Piediluco, specchio di bellezza
Il lago di Piediluco, pittoresco e suggestivo, riflette le colorate case del borgo, i superbi resti della rocca e i verdi rilievi circostanti. É possibile navigarlo con dei battelli e scoprire gli angoli più nascosti del lago ammirando i panorami fino allo scenografico borgo di Labro e alle alte vette del Terminillo.
“…nelle acque si rispecchiano
montagne villaggi lontani e il
paese di Pie di Luco, protetto alle
spalle dalla diruta fortezza”.
John Cuthbert Hare
Terni, nella valle-giardino
La città di San Valentino, città dell’amore, è moderna e dinamica. È un luogo dove i contrasti si armonizzano e il passato più remoto si integra con la contemporaneità. Le testimonianze medievali e rinascimentali, stanno al fianco delle vecchie fabbriche ristrutturate e riutilizzate come contenitori culturali.
“La vallata di Terni è la più incantevole che si possa vedere in Italia; la
Nera vi scorre in mezzo e ci sono dei boschi che si dispongono così
felicemente, da formare una gradevole aiuola chiusa dalle montagne
che la circondano da tutte le parti”.
J. J. Volkmann
Carsulae, la regina dell’Umbria
Una vasta area archeologica tra verdi prati, ai piedi dei monti Martani, sopra le fonti dell’acqua Sangemini. Carsulae mostra ai visitatori notevoli resti dell’antica città romana, considerata la Pompei dell’Italia centrale.
Gli dei gemelli
Sono visibili ampi tratti della via Flaminia, le terme, l’area del foro e quella degli spettacoli con anfiteatro e teatro. Inoltre, il grandioso arco di San Damiano, monumenti funerari, il tempio di Castore e Polluce, la chiesa romanica dei Santi Cosma e Damiano. Un Centro
di documentazione e un Antiquarium espongono interessanti reperti.

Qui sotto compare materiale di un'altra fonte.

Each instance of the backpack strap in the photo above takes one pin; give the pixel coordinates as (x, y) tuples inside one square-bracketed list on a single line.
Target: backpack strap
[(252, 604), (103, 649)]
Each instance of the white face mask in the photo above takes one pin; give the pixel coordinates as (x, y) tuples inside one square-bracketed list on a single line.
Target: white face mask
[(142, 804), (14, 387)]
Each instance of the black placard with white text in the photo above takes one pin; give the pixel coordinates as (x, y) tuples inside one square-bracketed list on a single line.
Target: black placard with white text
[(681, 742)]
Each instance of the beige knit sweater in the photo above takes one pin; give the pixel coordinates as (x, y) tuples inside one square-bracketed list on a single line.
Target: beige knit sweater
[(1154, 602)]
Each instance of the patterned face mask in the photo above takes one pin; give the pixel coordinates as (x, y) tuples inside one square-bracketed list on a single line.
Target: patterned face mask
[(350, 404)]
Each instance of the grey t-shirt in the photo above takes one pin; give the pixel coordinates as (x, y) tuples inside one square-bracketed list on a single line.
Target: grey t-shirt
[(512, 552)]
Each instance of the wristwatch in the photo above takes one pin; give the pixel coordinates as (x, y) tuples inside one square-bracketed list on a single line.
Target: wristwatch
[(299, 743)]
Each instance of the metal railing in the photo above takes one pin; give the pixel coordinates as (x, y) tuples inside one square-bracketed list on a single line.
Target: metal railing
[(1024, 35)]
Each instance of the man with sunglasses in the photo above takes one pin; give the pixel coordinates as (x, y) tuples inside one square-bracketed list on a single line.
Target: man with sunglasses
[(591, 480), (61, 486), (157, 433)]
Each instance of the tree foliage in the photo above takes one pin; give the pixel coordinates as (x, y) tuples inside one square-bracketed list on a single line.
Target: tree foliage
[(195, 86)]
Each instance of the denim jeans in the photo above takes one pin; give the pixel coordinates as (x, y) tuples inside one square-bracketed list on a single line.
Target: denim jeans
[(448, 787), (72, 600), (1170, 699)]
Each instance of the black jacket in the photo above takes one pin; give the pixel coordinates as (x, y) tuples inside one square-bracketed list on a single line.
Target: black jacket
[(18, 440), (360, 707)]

Narni, iI medioevo sotto-sopra
Il fascino medievale di Narni non è solo nei vicoli, nei palazzi, nelle piazze, nella Pala del Ghirlandaio custodita nelMuseo Eroli, nella superba Rocca. È anche al di sotto: nei sotterranei, oggi visitabili, che svelano un’antica chiesa e la cella dei condannati dal Tribunale dell’Inquisizione.
“ … la regione di Narni è incredibilmente bella…ci sentimmo profondamente colpiti dall’aspetto romantico di Narni. La sua cinta muraria e le sue torri si svolgevano lungo la sommità irregolare…scorci improvvisi di grande effetto”.
J. C. Eustache
Antichi prodigi romani
Un “ponte tanto magnifico” (J. B. Labatte) e “prodigiosamente alto” (marchese De Sade).
Ad attirare i visitatori del Gran Tour erano le grandi arcate del ponte di Narni costruito in età augustea.
…e Narnia finì nelle “Cronache”
Quando C. S. Lewis scrisse le Cronache di Narnia, best seller fantasy che ha ispirato i celebri film della Walt Disney, usò il nome della cittadina umbra, chiamata dai Romani Narnia, conosciuta attraverso una carta dei classici latini.